Volvió a sonarse la nariz y guardó el pañuelo.

– El señor Eliot y su madre… bueno, ésta no es su casa. Pero sólo había dos alternativas: o el viejo capitán y yo nos mudábamos a High Cross o ellos venían aquí. Y ellos no estarían aquí si el médico no hubiera insistido. Les dije que podíamos arreglárnoslas bien, el capitán y yo. Hemos estado juntos todos estos años… pero, en fin, no somos tan jóvenes como antes y el capitán sufrió un ataque al corazón…

– Sí, eso me han dicho…

– Y cuando murió la señora Pettifer, no había quién cocinara. Yo sé cocinar, pero atender al capitán me ocupa mucho tiempo y no me gustaría verlo hecho un adefesio.

– No, claro que no…

Me interrumpió el ruido de una puerta.

– ¡Pettifer! -exclamó una voz masculina y enérgica.
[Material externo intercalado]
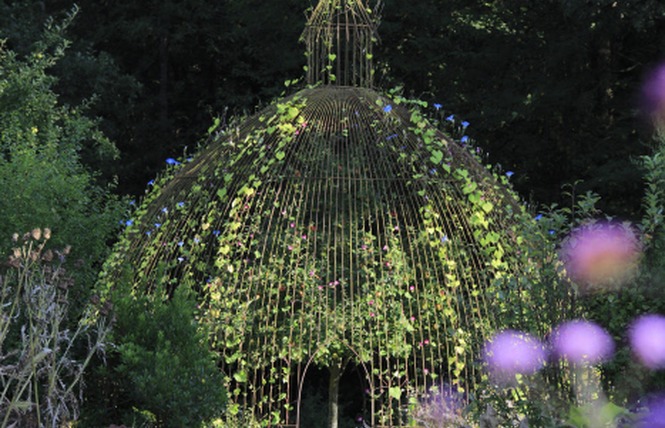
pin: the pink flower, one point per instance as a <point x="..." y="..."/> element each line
<point x="600" y="254"/>
<point x="655" y="414"/>
<point x="512" y="352"/>
<point x="653" y="95"/>
<point x="582" y="342"/>
<point x="647" y="339"/>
– Discúlpeme un momento, señorita -dijo Pettifer, salió para ver qué ocurría y dejó la puerta abierta.

– ¡Pettifer!

Oí que Pettifer decía, con un tono que parecía manifestar satisfacción:

– ¡Hola, Joss!

– ¿Está aquí?

– ¿Aquí? ¿Quién?

– Rebecca.

– Sí, está aquí. En el salón; precisamente iba a servirle una taza de café.

– Que sean dos, ¿de acuerdo? Para mí, solo y cargado.

Sus pasos se acercaron al vestíbulo y un momento después apareció bajo el dintel de la puerta, con sus piernas largas, su pelo negro y la cara, por supuesto, echando chispas.

– ¿Se puede saber a qué juegas? -preguntó.

Sentí que se me encendía la sangre igual que a un animal receloso. A casa, había dicho Eliot. Y aquello era Boscarva, mi casa, y si yo estaba allí o no, a Joss no tenía por qué importarle.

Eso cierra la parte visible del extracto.